ずるずると、私は力なくその場に座り込んだ。
カーテンを閉めて、そのまま顔を埋める。


――俺は、美亜のこと――。


雅は、正気なんだろうか。

望んでも望んでも思いは返してもらえない。
その辛さは、私が一番良くわかっている。
雅だってミナで懲りている筈なのに、たくさん傷ついている筈なのに。
私に散々なことを言われながら、どうしてまた傷つこうとするんだろう。
同じ道を辿ろうとするんだろう。


その日以降、私と雅は顔を合わせても言葉すら交わさず、ふたり、同じ方向に黙って歩いた。

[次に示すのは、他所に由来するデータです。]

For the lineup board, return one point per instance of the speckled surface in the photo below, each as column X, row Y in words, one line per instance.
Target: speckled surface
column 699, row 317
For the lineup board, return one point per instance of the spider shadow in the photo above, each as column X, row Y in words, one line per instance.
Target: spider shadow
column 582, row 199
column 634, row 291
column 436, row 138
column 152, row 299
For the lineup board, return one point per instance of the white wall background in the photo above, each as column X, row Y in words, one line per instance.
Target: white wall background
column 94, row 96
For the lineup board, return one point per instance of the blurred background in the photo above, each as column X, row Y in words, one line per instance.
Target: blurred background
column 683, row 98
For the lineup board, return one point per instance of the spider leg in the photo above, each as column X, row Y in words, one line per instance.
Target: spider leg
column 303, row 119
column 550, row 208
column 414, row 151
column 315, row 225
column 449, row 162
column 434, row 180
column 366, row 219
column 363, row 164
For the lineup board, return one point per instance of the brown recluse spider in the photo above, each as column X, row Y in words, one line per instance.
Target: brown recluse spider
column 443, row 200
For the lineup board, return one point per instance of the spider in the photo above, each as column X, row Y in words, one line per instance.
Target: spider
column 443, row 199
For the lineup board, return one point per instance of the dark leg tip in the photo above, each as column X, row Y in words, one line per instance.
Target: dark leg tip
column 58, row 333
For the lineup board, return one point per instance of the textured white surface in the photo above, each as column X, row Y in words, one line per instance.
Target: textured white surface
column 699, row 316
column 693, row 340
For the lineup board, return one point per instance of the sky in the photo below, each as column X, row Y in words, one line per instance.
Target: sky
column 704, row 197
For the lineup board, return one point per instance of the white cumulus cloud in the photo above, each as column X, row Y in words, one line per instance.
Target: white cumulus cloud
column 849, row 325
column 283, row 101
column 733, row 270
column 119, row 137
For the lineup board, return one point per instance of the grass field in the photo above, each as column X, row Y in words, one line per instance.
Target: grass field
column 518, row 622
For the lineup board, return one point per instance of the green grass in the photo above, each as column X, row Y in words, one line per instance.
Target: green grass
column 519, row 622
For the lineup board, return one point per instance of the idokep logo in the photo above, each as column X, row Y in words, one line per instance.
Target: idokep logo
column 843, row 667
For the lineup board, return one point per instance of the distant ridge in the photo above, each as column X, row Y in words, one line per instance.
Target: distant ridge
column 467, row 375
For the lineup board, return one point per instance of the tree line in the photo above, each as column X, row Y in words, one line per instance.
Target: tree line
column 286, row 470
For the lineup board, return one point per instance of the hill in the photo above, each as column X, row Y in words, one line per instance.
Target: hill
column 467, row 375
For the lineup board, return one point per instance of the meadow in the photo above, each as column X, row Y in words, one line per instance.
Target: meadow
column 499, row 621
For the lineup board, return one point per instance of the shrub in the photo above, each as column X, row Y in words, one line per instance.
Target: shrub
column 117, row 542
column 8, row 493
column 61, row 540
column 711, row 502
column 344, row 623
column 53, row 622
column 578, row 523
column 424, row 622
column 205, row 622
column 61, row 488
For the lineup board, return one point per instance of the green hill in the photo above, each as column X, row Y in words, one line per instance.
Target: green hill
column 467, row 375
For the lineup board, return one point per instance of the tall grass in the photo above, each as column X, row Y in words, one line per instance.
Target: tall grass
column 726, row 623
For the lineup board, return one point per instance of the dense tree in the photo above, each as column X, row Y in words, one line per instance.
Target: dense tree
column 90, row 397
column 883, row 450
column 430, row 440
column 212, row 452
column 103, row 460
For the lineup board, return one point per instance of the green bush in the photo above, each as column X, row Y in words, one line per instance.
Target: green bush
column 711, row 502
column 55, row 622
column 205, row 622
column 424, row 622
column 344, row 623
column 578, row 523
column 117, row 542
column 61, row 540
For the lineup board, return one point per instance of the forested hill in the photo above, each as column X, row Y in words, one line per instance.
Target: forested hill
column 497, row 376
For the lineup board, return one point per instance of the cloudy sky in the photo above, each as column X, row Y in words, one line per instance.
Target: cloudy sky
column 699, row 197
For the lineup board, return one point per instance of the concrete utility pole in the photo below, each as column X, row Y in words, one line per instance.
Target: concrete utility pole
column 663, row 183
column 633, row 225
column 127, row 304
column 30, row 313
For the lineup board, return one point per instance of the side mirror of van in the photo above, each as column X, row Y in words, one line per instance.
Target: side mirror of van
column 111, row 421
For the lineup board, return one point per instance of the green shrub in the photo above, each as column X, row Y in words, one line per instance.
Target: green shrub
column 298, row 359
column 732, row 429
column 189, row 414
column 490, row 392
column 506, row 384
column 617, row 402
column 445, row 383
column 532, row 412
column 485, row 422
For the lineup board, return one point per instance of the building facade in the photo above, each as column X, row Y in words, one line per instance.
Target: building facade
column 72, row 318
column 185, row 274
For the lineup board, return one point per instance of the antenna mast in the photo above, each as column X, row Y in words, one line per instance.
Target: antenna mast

雅は、私が部屋に入るのを見届けて暫くぼんやりと立ちつくしてから、来た道と反対の方向へと歩いて行く。
明らかに元気がなくなっていく背中に、そうさせているのが自分だという事実に、どうしようもなく胸が痛んだ。

私は、どうしたいんだろう。

ずっとずっと信じたかった、守り続けたかった思いがある。
だけどそれにすがり続けることに意味はあるだろうか。

頭では理解し始めている。
幻想にすがり、一番大切なものを見落とそうとしているのなら、それはとても愚かなことだと。

心を凍りつかせる。
何も感じない。
何も考えない。

傷つかないように。
面倒くさいことは全て避けて、人と深くは関わらない。

ただ淡々と生きていく。
それが私の処世術だった。

だけど。

この寒空の下で私のことを考えている人がいる。
そう考えると、何だか居てもたってもいられなかった。

そんなの生まれてはじめてのことだったから。
どうすればいいのかわからなかった。

雅をこれ以上突き放すことも。
今すぐにでも部屋を飛び出して行って、傍にいてと甘えることも。

どちらも私にはできなかった。
どうやって雅と向き合えばいいのかわからなかった。

ただ、ただ。
胸が苦しくて。

そこから一歩も動けない自分が情けなくて。
誰にも届かない小さな声は、ごめんなさい……と呟いていた。